川上さんは、消費者が些細なことでクレームを入れるほど検査項目が増え、生産現場が厳しくなり、結果的に価格にも跳ね返ると語りました。
高い数字の裏にある努力
配信中には、リスナーからのコメントも紹介されました。
「我が家の牛乳は3.5%以上でした」というコメントに、川上さんは年間で3.5%を切らない数字だと応じます。
川上牧場は夏の暑い時期でも4.6%台を搾っていますが、他の牧場の牛乳と混ざるため、パックの表示は3.5%になることもあると説明されました。
皆さんの普段飲んでいる牛乳、いつも美味しく飲んでくださってると思います。その裏には、こんな検査項目の努力があるっていうのを知っていただいて、牛乳を飲んでいただけたら嬉しいなと思います。
高い数値は遺伝改良や日々の管理の積み重ねであり、その努力を知ってもらえたら嬉しいと締めくくられました。
まとめ
牛乳の検査項目は、美味しさを保つためだけでなく、言葉を話せない牛の健康状態や酪農家の管理を映す通信簿でもあります。パックの裏に載らない数字の背景を知ると、いつもの一杯の見え方が少し変わるかもしれません。
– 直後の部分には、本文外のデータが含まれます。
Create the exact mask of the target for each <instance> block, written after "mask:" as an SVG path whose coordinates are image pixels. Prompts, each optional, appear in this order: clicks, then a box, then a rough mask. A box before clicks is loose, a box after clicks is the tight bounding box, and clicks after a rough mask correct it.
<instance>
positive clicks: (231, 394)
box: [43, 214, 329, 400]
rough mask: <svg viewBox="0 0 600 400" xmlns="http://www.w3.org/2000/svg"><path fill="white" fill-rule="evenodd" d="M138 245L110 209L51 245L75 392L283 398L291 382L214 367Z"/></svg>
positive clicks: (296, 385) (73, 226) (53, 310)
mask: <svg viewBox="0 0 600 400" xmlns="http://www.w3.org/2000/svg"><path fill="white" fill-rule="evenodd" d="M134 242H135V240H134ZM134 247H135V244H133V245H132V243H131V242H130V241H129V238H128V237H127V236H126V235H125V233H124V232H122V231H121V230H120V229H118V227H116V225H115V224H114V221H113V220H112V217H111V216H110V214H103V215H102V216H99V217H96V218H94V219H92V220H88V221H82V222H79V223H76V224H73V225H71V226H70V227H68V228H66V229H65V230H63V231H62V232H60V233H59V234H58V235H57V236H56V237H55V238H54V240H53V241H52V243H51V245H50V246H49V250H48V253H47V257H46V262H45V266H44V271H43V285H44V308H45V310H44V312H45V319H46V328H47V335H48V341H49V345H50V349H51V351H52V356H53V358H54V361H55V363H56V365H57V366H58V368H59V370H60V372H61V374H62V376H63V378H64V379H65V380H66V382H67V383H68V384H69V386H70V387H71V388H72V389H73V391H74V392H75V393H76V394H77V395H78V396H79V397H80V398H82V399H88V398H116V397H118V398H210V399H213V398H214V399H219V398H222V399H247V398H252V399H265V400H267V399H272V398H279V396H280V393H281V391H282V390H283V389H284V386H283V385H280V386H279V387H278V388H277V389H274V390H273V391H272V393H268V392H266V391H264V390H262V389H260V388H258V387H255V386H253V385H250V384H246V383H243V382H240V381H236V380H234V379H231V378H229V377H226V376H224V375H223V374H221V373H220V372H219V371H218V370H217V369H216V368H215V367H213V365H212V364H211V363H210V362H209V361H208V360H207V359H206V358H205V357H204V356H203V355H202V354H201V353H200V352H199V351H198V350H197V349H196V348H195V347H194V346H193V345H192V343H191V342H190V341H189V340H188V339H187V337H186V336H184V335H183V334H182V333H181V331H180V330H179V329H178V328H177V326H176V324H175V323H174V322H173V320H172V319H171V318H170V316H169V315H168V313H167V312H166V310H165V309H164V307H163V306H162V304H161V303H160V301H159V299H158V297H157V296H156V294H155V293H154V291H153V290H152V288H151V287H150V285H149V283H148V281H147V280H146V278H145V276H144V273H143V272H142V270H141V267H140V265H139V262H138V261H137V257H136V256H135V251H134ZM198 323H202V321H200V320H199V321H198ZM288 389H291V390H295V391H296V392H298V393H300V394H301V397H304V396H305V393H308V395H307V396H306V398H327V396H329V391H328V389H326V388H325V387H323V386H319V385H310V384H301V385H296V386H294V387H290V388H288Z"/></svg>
- 牛乳は牛の血液から作られ、健康・餌・胃袋・ストレスまで映す「データの塊」として検査されている。
- 乳脂肪は高さだけでなく、デノボ・ミックス・プレフォームという脂肪の種類まで見られ、胃袋の状態がわかる。
- 体細胞数やMUN、BHB、FFAなど、牛乳工場に届く前から多くの項目で牛の状態がチェックされている。
- 体細胞数は下げすぎても病気に弱くなるという弊害があり、単純に低ければ良いわけではない。
- 検査項目が増えた背景には、問題の原因を切り分け酪農家を守るという狙いもある。